Analistas preveem lucros fortes na banca mas sem repetir níveis recorde de 2025

Analistas preveem lucros fortes na banca mas sem repetir níveis recorde de 2025

A banca portuguesa deverá manter lucros fortes este ano, eventualmente acima dos inicialmente esperados, mas sem repetir os níveis recorde de 2025, segundo analistas contactados pela Lusa, na véspera do arranque da temporada de apresentação dos resultados semestrais.

Lusa / Adicionar como fonte informativa

O analista da corretora XTB Nuno Mello considera que em toda a banca europeia o forte crescimento dos lucros (registados entre 2022 e 2025) "ficou para trás" e o cenário mais provável é "estabilização ou ligeira descida dos lucros face aos máximos registados em 2025".

"Acreditamos que a banca europeia, incluindo a portuguesa, continuará a apresentar níveis de rentabilidade historicamente sólidos, mas mais normalizados", isto é, "sem repetir os lucros recorde alcançados no ano passado", disse à Lusa.

Para a XTB, a compressão da margem financeira (já visível nos resultados do primeiro trimestre) e o aumento da remuneração paga nos depósitos têm impacto nas receitas, ainda que - ao mesmo tempo - haja maior diversificação das receitas, controlo dos custos e qualidade dos ativos.
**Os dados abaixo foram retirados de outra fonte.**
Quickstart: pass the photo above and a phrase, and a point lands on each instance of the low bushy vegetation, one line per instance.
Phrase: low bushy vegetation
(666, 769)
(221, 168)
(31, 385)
A Lusa questionou sobre se a recente subida das taxas de juro poderá ajudar os resultados da banca (desde logo, passa a cobrar mais nos créditos), considerando Nuno Mello que "esse movimento pode aliviar parcialmente a pressão sobre as margens financeiras, sobretudo se as taxas permanecerem elevadas durante mais tempo do que o inicialmente previsto".

Contudo, acrescentou, deverá ser insuficiente para recriar as rentabilidades de 2024 e 2025.

"Esperamos que 2026 seja um ano de normalização dos resultados, e não de um novo ciclo de crescimento expressivo dos lucros. O foco dos investidores estará menos na evolução da margem financeira e mais na capacidade de manter dividendos atrativos, controlar custos e preservar uma baixa taxa de crédito malparado", disse o analista da XTB.

Para a agência de `rating` Fitch, a evolução em alta das taxas Euribor pode vir a sustentar "lucros superiores aos anteriormente previstos".

Além disso, afirmou a Fitch à Lusa, "o crescimento dinâmico da carteira de crédito também impulsionará o aumento das receitas e mitigará o impacto de taxas de juros mais baixas".

Para o analista da ActivTrades Henrique Valente, a banca portuguesa entrou neste ano numa posição sólida -- com crescimento do crédito e incumprimento baixo -- mas a redução da margem financeira, o aumento dos custos e a maior remuneração dos depósitos deverão limitar a evolução dos lucros.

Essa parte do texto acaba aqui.